Hong Kong retail investors give Xiaomi’s IPO the cold shoulder, put off by high financing cost and valuation
Anecdotal evidence from four of the city’s biggest retail brokers indicated that the portion bought by individual investors exceeded their allocations by a combined 33 per cent on the first day of offer
Xiaomi’s US$6.1 billion initial public offering was subscribed to by Li Ka-shing, Jack Ma Yun and Pony Ma Huateng, but given the cold shoulder by most of Hong Kong’s retail investors, an ominous sign for the city’s bellwether fundraising attempt of 2018.
Anecdotal evidence from four of the city’s biggest retail brokers indicated that the portion bought by individual investors exceeded their allocations by a combined 33 per cent on the first day of offer, in stark contrast to the oversubscriptions recorded by Ping An Healthcare & Technology, China Literature and ZhongAn Online. A total of 109 million Xiaomi shares would be offered to retail investors over four days.
At Bright Smart Securities, only HK$1.3 billion of shares, or 3 per cent of its reserved quota, was subscribed to as of Monday evening.
The initial reception by retail investors was “worse than for Ping An Good Doctor, not to mention the record-breaking rush for China Literature,” said the brokerage firm’s chief executive Edmond Hui Yik-bun.
The lacklustre outcome may cast a pall over the city’s stock exchange, which last year pushed through the biggest overhaul of its listing regulations in decades to attract biotechnology research teams and technology companies like Xiaomi to raise capital in the city.
Xiaomi, the world’s fourth-largest smartphone maker, has picked a challenging time to raise funds in Hong Kong, as the cost of money measured by the one-month interbank offer rate, or hibor, soared to a 10-year high of 2.125 per cent.
Another factor weighing on Xiaomi’s IPO is its pricing, which values the company at between 39 to 51 times earnings, compared with the 14.8 times forward earnings at Apple, the world’s most profitable smartphone and devices maker.

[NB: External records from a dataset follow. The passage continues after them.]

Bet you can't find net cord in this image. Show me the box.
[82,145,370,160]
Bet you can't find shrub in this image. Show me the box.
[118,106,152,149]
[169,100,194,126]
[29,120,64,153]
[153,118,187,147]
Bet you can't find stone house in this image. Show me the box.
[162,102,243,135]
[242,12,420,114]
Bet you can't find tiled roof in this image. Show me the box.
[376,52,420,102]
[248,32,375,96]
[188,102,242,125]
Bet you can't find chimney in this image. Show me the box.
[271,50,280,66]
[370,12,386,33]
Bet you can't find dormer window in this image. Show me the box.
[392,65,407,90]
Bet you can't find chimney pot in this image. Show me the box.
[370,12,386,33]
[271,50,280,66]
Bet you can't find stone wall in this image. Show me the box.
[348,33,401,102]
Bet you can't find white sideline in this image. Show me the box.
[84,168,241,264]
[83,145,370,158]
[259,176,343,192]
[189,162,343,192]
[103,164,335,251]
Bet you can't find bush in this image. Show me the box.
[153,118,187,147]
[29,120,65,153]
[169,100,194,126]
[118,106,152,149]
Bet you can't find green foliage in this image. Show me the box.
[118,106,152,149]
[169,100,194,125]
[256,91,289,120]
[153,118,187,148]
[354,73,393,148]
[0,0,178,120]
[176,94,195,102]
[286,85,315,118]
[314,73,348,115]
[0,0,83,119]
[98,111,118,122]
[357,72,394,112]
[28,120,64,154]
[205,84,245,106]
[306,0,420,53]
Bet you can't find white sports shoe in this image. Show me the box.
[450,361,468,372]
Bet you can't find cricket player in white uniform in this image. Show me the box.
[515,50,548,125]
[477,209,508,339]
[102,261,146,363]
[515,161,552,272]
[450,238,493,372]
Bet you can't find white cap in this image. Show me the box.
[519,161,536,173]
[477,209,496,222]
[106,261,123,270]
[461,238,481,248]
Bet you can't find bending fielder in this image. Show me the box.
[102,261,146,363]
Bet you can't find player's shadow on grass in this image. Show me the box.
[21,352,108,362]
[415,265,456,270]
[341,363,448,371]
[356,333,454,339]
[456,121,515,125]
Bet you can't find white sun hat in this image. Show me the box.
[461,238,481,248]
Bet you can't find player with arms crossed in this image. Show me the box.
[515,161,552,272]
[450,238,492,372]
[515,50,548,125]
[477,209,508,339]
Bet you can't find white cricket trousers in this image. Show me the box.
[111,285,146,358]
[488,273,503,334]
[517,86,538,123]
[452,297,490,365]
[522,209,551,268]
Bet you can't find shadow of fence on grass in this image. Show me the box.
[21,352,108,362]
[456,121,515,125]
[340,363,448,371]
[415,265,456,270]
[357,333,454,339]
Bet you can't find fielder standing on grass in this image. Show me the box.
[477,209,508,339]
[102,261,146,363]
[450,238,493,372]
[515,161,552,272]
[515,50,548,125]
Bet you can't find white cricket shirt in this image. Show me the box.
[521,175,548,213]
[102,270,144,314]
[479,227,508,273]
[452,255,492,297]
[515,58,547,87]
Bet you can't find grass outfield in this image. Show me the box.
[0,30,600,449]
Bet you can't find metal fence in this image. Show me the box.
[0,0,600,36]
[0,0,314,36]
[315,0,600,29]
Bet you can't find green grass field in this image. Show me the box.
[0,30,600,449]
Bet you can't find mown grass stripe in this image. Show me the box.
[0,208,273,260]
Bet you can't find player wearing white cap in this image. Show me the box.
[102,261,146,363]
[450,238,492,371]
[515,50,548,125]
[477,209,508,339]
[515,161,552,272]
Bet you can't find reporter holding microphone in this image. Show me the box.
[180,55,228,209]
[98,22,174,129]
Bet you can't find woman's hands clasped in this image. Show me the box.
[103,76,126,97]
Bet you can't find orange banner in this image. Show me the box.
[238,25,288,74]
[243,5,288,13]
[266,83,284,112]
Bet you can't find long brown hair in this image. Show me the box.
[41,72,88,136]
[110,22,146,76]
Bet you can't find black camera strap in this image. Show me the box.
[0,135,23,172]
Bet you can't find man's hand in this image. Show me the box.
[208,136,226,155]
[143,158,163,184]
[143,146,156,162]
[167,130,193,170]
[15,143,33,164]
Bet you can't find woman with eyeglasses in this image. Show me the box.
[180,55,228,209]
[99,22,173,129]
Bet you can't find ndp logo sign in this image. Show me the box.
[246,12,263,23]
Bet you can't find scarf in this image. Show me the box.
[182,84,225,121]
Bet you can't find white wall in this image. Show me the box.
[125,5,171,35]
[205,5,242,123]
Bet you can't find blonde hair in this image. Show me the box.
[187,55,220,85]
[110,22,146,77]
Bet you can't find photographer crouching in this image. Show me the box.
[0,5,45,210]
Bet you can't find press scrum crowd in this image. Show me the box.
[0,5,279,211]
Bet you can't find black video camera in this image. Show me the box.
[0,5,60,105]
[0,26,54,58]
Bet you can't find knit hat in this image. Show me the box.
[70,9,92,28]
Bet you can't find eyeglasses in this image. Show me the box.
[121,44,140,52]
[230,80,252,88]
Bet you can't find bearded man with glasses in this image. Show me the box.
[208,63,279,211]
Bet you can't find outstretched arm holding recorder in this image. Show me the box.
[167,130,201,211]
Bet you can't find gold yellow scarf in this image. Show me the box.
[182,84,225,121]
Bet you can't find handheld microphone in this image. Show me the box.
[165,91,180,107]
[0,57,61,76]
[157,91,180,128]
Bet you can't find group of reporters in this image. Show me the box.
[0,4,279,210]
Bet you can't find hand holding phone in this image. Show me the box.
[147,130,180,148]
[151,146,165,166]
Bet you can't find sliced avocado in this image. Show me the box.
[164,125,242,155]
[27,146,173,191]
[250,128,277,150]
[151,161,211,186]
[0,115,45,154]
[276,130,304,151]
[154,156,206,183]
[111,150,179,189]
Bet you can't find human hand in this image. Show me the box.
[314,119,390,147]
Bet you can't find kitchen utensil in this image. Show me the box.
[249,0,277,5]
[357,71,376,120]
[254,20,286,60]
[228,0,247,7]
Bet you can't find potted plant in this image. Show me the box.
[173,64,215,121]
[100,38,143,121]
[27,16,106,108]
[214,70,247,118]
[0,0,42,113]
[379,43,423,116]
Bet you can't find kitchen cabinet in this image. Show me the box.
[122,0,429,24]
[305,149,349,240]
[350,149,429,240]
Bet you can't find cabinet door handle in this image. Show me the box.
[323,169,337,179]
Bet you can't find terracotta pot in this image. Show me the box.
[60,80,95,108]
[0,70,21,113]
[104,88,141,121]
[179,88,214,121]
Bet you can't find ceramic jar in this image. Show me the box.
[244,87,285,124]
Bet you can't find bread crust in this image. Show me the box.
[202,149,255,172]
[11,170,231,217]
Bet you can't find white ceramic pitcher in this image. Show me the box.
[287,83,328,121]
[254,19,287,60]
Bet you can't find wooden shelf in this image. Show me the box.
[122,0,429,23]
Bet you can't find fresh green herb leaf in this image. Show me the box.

“The number one concern for retail investors is Xiaomi’s valuation,” said Alvin Cheung, associate director for Prudential Brokerage, which saw a mere HK$500 million being subscribed to by retail investors, or 2 per cent of the HK$24 billion reserved. “The elevated hibor rate means high borrowing cost for IPO financing.”
Institutional investors also balked at Xiaomi’s valuation during a roadshow to take up the remaining 95 per cent of stocks in the offering. Xiaomi had to rely on two of its largest business partners – Qualcomm that supplies its chips, and China Mobile its network provider – as cornerstone investors to anchor its IPO.
Lei Jun, the serial entrepreneur who drove his company from start-up into a behemoth with more than 100 billion yuan (US$16 billion) in global sales in a mere seven years, called Xiaomi the “triathlete” of the technology world: smartphone and devices maker, e-commerce platform and internet company.
The company, whose name means millet in Chinese, should be valued like a hybrid of Apple and Tencent Holdings, China’s largest games publisher and social media operator, Lei said during a weekend pitch.
Li Ka-shing, known affectionately in Hong Kong as “Superman” for his ability to pick winners, appears to have been persuaded of Xiaomi’s potential. The tycoon has subscribed to US$30 million worth of Xiaomi shares, according to Canning Fok Kin-ning, co-managing director of CK Hutchison Holdings. Hutchison agreed in April to sell Xiaomi’s phones in its network of 17,700 retail outlets around the world.
Jack Ma, chairman of this newspaper’s owner Alibaba Group Holdings, is also a believer in Lei. Yunfeng Capital, the private equity fund founded by Ma, was an early investor in Xiaomi before its public offer.
Tencent’s founder and chairman Pony Ma also subscribed to Xiaomi’s shares, bankers said, declining to divulge details. Tencent’s China Literature unit was overbought by 391 times during its IPO last November, locking up HK$520 billion in capital, or a third of Hong Kong’s money supply.
Hong Kong’s IPO market had traditionally been the place for a quick punt, where investors would borrow to buy stocks, selling them on the first trading day for a profit.
“At current margin financing rate of between 2.88 per cent and 3 per cent, Xiaomi’s stock will need to rise by between 10 per cent and 20 per cent when they trade, for investors to cover their financing cost,” said Prudential’s Cheung.
IPO fever has abated in the past few months with the hibor rising, with 53 per cent of 87 IPOs trading below their offer prices within the first month of trading, according to Bloomberg data.
Ping An Healthcare, also known as Ping An Good Doctor, was offered at HK$54.80 per share in April, but fell below its offer price on the second day of its trading debut, and has closed above that price on only two of the 36 market days since.
“Investors are afraid the same will happen to Xiaomi,” Cheung said.